Sospesi termini fiscali e previdenziali per i pescherecci sequestrati dalle autorità libiche

Sospesi termini fiscali e previdenziali per i pescherecci sequestrati dalle autorità libiche 1920 1080 Vincenzo Maurizio Santangelo

Grazie all’approvazione in Commissione di un emendamento a mia prima firma al decreto legge sulla proroga dello stato di emergenza Covid-19, saranno sospesi fino al 31 dicembre 2020 tutti i tributi e i contributi previdenziali e assistenziali a carico degli armatori delle imbarcazioni mazaresi sequestrate a 38 miglia dalle coste libiche dalle autorità militari del generale Haftar la sera del 1° settembre scorso.
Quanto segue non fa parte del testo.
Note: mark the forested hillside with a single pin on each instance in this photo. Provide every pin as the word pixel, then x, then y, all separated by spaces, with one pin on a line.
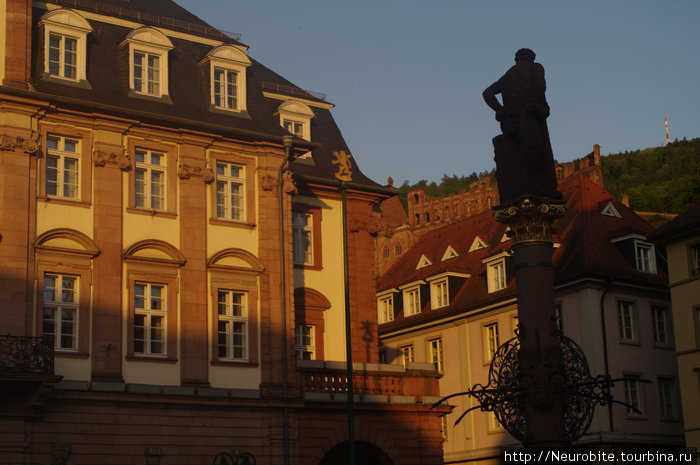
pixel 658 179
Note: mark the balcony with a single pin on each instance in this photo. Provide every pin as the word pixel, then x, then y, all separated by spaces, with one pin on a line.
pixel 373 382
pixel 23 355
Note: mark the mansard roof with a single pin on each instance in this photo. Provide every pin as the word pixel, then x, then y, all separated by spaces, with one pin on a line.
pixel 188 91
pixel 585 251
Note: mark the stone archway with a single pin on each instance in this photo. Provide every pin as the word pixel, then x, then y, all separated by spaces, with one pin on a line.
pixel 366 453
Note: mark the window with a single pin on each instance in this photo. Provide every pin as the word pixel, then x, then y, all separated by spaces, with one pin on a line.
pixel 497 276
pixel 559 318
pixel 385 309
pixel 490 341
pixel 305 342
pixel 232 328
pixel 494 426
pixel 146 73
pixel 150 310
pixel 63 56
pixel 406 355
pixel 65 34
pixel 227 67
pixel 435 353
pixel 148 62
pixel 626 321
pixel 60 310
pixel 660 325
pixel 294 127
pixel 225 89
pixel 230 191
pixel 633 395
pixel 295 117
pixel 667 398
pixel 496 272
pixel 149 180
pixel 62 177
pixel 695 260
pixel 411 301
pixel 646 261
pixel 439 294
pixel 302 236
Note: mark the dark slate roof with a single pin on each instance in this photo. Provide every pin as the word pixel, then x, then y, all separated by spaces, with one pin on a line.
pixel 684 225
pixel 108 76
pixel 585 250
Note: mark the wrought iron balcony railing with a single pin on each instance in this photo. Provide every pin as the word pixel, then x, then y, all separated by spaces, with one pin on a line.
pixel 23 355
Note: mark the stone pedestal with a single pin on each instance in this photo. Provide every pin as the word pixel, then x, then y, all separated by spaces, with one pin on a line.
pixel 541 374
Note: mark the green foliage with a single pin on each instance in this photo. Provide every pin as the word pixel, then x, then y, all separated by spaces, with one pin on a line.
pixel 448 185
pixel 658 179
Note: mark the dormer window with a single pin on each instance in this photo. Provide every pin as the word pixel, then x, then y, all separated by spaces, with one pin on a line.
pixel 496 278
pixel 227 71
pixel 148 62
pixel 295 117
pixel 65 34
pixel 646 260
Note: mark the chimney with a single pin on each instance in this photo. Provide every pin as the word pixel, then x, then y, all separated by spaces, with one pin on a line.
pixel 15 59
pixel 596 155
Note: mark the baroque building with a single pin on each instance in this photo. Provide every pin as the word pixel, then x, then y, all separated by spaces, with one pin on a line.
pixel 450 300
pixel 172 267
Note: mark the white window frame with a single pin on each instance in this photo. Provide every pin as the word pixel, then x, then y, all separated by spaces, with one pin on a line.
pixel 668 398
pixel 439 293
pixel 411 301
pixel 62 157
pixel 491 341
pixel 61 301
pixel 305 342
pixel 149 42
pixel 435 354
pixel 303 238
pixel 634 395
pixel 149 313
pixel 385 308
pixel 645 257
pixel 148 200
pixel 229 60
pixel 407 355
pixel 294 112
pixel 626 321
pixel 694 260
pixel 496 275
pixel 232 312
pixel 661 325
pixel 228 181
pixel 66 24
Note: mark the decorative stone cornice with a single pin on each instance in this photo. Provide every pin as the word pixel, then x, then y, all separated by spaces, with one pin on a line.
pixel 186 172
pixel 19 144
pixel 109 158
pixel 530 218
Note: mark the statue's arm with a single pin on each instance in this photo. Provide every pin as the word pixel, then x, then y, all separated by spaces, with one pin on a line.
pixel 490 97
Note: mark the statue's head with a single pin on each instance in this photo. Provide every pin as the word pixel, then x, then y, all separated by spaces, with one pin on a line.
pixel 525 54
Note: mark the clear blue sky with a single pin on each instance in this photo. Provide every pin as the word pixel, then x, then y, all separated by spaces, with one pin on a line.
pixel 406 76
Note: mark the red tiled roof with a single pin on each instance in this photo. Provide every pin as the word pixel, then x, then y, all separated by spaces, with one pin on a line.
pixel 585 250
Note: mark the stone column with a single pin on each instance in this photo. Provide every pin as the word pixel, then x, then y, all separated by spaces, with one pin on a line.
pixel 109 161
pixel 541 374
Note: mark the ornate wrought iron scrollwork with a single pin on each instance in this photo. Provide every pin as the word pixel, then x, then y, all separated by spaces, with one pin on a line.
pixel 503 394
pixel 26 355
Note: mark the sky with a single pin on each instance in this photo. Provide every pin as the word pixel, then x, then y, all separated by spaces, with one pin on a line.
pixel 406 76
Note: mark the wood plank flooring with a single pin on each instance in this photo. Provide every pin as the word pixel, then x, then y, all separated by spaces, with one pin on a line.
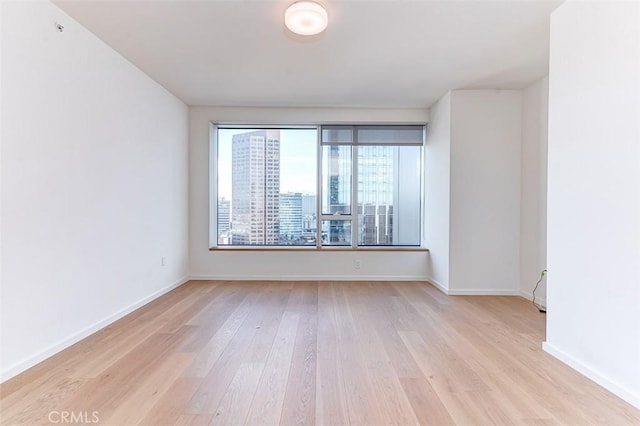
pixel 305 353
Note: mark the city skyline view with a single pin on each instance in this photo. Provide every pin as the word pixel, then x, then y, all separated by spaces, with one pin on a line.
pixel 267 187
pixel 297 149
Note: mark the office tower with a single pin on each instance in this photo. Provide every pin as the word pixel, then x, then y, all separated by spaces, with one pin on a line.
pixel 376 168
pixel 290 216
pixel 224 216
pixel 255 188
pixel 309 218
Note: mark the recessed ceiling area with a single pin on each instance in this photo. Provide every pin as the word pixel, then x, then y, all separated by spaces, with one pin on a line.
pixel 373 53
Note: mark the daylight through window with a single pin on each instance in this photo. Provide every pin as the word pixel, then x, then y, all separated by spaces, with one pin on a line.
pixel 266 183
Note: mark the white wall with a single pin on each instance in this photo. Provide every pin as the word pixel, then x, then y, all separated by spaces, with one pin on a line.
pixel 288 264
pixel 94 185
pixel 593 253
pixel 533 189
pixel 437 187
pixel 486 132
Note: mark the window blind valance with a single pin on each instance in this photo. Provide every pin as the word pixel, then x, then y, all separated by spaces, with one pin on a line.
pixel 372 135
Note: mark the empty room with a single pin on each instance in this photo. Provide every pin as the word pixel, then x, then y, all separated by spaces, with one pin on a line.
pixel 319 212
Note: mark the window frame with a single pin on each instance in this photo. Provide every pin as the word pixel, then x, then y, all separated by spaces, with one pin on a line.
pixel 213 170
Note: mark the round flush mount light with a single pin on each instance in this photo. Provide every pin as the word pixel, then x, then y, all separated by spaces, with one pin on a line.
pixel 306 18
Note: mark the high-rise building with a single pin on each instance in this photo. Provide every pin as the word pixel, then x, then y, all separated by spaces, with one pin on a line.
pixel 224 216
pixel 309 218
pixel 377 166
pixel 375 194
pixel 255 188
pixel 290 216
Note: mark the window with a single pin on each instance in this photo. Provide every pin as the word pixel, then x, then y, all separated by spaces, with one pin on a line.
pixel 372 184
pixel 266 180
pixel 266 186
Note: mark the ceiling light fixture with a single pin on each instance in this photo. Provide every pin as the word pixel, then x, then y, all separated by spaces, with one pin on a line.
pixel 306 18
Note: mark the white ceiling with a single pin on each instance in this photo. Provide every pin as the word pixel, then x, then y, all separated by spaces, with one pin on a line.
pixel 394 53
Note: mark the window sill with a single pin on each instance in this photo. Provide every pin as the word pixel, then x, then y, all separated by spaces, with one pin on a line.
pixel 322 249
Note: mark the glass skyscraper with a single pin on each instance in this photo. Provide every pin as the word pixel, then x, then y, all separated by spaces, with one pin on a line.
pixel 255 199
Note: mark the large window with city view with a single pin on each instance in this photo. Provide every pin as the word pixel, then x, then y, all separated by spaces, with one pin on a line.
pixel 353 186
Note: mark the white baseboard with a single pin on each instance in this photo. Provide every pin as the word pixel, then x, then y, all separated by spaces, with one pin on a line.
pixel 482 292
pixel 308 278
pixel 626 394
pixel 539 300
pixel 439 286
pixel 29 362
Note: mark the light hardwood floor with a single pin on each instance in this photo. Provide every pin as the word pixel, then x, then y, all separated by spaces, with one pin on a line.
pixel 309 353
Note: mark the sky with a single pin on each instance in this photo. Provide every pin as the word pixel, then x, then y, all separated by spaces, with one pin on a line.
pixel 298 153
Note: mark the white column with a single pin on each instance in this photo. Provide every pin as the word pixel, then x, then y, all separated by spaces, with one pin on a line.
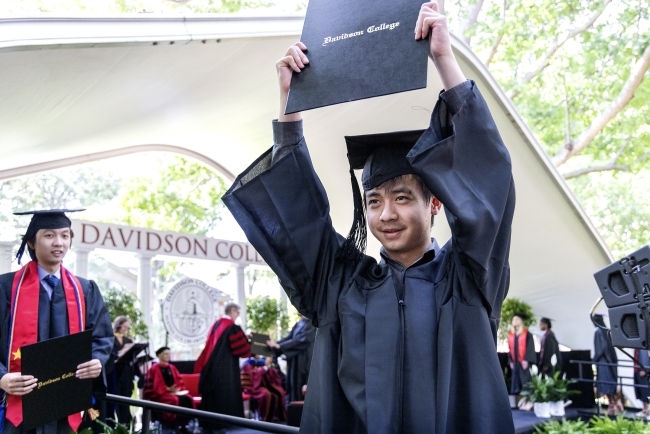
pixel 81 263
pixel 6 256
pixel 241 294
pixel 144 288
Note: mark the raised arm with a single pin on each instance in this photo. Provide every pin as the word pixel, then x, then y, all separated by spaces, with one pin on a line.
pixel 294 60
pixel 283 209
pixel 465 164
pixel 433 24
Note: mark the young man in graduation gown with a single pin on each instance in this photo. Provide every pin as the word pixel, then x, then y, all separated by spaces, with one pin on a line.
pixel 164 384
pixel 406 345
pixel 218 364
pixel 297 346
pixel 49 301
pixel 549 347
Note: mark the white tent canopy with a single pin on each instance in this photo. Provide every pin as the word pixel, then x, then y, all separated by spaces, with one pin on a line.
pixel 81 89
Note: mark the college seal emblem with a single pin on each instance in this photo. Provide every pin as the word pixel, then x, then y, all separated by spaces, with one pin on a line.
pixel 189 308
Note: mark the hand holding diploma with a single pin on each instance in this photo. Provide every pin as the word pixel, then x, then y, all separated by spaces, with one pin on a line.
pixel 14 383
pixel 432 24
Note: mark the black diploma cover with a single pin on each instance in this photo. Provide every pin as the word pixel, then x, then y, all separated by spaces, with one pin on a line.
pixel 358 49
pixel 59 393
pixel 258 344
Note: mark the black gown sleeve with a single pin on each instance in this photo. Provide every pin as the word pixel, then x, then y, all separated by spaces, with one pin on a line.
pixel 465 164
pixel 296 343
pixel 98 319
pixel 284 211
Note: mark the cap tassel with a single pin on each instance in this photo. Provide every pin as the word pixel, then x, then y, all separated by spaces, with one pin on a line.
pixel 354 246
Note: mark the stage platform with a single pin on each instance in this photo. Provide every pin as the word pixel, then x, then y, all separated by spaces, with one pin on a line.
pixel 525 421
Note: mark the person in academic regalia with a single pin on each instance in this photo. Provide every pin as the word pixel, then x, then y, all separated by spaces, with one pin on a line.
pixel 606 376
pixel 401 343
pixel 49 302
pixel 260 380
pixel 549 347
pixel 218 364
pixel 164 384
pixel 521 354
pixel 297 346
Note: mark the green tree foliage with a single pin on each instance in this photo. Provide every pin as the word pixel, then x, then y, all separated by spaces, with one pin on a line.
pixel 255 275
pixel 512 306
pixel 578 73
pixel 120 302
pixel 265 314
pixel 182 196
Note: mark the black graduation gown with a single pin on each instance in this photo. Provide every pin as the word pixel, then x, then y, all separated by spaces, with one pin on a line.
pixel 604 352
pixel 55 323
pixel 356 381
pixel 297 346
pixel 120 382
pixel 550 348
pixel 521 376
pixel 219 383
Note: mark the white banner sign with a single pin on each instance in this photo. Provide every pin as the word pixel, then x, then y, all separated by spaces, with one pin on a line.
pixel 95 235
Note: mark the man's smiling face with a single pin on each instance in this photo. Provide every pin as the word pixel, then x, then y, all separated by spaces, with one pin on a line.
pixel 399 216
pixel 51 246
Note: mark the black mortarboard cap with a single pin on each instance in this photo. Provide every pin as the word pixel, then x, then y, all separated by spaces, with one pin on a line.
pixel 160 350
pixel 43 219
pixel 521 315
pixel 382 157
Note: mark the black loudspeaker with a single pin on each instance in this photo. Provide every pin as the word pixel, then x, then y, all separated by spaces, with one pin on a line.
pixel 625 287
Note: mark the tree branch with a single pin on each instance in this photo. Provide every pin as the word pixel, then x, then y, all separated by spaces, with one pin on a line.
pixel 567 115
pixel 470 21
pixel 493 49
pixel 546 58
pixel 497 41
pixel 612 165
pixel 634 80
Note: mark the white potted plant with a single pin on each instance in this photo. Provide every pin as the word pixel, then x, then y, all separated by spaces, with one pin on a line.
pixel 559 392
pixel 538 392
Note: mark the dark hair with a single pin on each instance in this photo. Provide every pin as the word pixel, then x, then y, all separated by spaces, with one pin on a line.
pixel 387 185
pixel 230 307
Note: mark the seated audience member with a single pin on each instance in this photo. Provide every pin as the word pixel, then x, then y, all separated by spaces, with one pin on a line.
pixel 164 384
pixel 262 382
pixel 297 346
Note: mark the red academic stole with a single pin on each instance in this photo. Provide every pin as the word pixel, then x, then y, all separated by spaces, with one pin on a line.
pixel 23 328
pixel 521 344
pixel 217 330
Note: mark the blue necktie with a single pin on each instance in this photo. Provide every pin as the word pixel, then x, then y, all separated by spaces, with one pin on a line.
pixel 52 280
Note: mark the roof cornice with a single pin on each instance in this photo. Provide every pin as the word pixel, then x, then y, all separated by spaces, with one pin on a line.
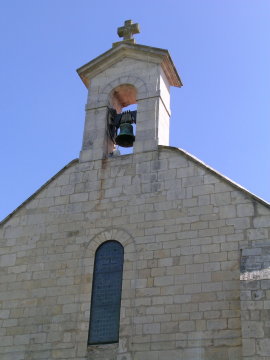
pixel 135 51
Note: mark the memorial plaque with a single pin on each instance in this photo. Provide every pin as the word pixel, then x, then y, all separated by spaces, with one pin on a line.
pixel 106 294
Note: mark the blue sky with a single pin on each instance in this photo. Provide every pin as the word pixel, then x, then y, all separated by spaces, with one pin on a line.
pixel 221 115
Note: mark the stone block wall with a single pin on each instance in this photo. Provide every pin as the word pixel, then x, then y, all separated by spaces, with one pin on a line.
pixel 185 230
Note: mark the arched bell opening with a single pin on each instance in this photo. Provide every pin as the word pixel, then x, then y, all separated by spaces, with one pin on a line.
pixel 122 119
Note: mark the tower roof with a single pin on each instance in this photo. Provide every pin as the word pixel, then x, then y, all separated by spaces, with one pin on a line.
pixel 122 50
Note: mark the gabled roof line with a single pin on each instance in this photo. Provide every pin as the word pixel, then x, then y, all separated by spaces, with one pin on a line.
pixel 39 190
pixel 223 177
pixel 183 152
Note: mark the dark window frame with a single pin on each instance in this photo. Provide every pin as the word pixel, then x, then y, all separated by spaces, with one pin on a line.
pixel 95 310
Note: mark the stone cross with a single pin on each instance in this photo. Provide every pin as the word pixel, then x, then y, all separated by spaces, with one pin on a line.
pixel 128 30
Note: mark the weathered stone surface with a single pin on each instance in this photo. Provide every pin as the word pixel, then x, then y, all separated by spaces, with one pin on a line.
pixel 180 280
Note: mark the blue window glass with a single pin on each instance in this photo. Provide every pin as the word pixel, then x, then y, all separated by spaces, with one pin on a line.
pixel 106 294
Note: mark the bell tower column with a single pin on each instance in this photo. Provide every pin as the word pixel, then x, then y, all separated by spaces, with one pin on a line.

Contestualmente è stato approvato un ordine del giorno vincolante che impegna il Governo a trovare le risorse già con il prossimo provvedimento utile per estendere queste misure all’intero 2021.

I versamenti sospesi potranno essere eseguiti a partire dal gennaio 2022 nella misura massima del 70% di quanto dovuto, con possibilità di rateizzazione senza interessi o sanzioni.

Siamo ancora in attesa di ricevere notizie positive sulla liberazione dei nostri pescatori sequestrati dalle autorità libiche. Nel frattempo però il Parlamento fa la sua parte approvando una misura doverosa che sospende i termini e i versamenti fiscali a carico degli armatori di queste imbarcazioni.

È chiaro che gli sforzi diplomatici di queste settimane dovranno proseguire e l’attività di intelligence e Farnesina essere ancora più intensa.

Quel che è certo è che non tolleriamo e non potremo mai tollerare nessun ricatto sulla pelle dei nostri connazionali.